While I agree with all the pros of SSH, the only issue for me is that you're spawning a remote shell which if not properly maintained / configure _could_ be a security risk, not because of ssh / key based authentication which are both great - but because you're one layer closer to the underlying OS - again which is fine if it's configured and secured properly but from what I've seen it's becoming more and more prevent for people to deploy servers / instances without truly understanding platform operations to a level where they choose a sensible OS distribution, keep SELinux enabled, run services in cgroups, automate patching etc... etc... and I think that's fine from the devaluing of operational experience and the whole replace one (modern) ops engineer with 5 devs mentality without considering that it may be more efficient to hire people and create roles based on their skill set and passion where they'll thrive best.
This uses golang.org/x/crypto/ssh which doesn't spawn a shell, but handles the SSH connection like you would any other network connection.
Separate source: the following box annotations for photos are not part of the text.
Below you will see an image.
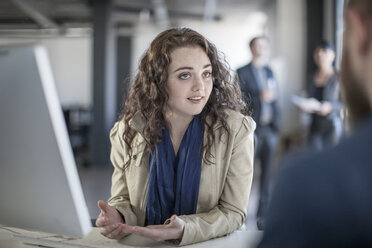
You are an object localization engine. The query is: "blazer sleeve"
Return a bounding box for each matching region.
[108,122,137,226]
[179,117,256,245]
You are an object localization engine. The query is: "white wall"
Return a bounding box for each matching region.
[0,37,93,106]
[0,0,306,135]
[273,0,306,135]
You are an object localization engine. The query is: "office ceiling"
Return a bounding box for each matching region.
[0,0,272,36]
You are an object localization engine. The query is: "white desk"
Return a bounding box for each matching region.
[0,227,262,248]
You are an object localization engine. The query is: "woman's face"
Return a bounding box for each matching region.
[314,48,335,67]
[165,46,213,118]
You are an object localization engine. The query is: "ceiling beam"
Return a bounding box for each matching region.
[13,0,59,28]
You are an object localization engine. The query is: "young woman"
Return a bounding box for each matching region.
[96,28,255,245]
[307,40,343,150]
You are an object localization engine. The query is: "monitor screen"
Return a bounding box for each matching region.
[0,45,91,237]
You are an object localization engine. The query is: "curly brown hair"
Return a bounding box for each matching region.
[120,28,246,164]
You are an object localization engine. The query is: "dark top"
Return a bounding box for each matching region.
[259,116,372,248]
[237,63,280,131]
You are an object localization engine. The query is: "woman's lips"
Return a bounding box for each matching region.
[187,96,204,103]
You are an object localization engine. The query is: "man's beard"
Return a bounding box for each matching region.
[340,47,371,126]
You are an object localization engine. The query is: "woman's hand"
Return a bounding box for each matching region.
[123,215,185,241]
[96,200,129,239]
[316,102,333,116]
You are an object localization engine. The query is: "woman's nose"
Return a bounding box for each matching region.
[192,76,204,91]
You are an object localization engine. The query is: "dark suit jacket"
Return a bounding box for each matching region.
[237,63,279,131]
[259,116,372,248]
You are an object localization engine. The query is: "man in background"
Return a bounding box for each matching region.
[259,0,372,248]
[237,36,279,229]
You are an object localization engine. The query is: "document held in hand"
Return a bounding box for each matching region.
[292,95,321,113]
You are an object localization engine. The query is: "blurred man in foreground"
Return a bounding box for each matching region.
[259,0,372,248]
And the same could and should be done for the other mentioned examples as well.
Previous discussions if you're curious:
- https://news.ycombinator.com/item?id=8743374
- https://news.ycombinator.com/item?id=8828543
- https://news.ycombinator.com/item?id=11516582
- https://news.ycombinator.com/item?id=12217830
Don't let the haters get you down, come learn something and have a good time. Happy to answer questions if you have any.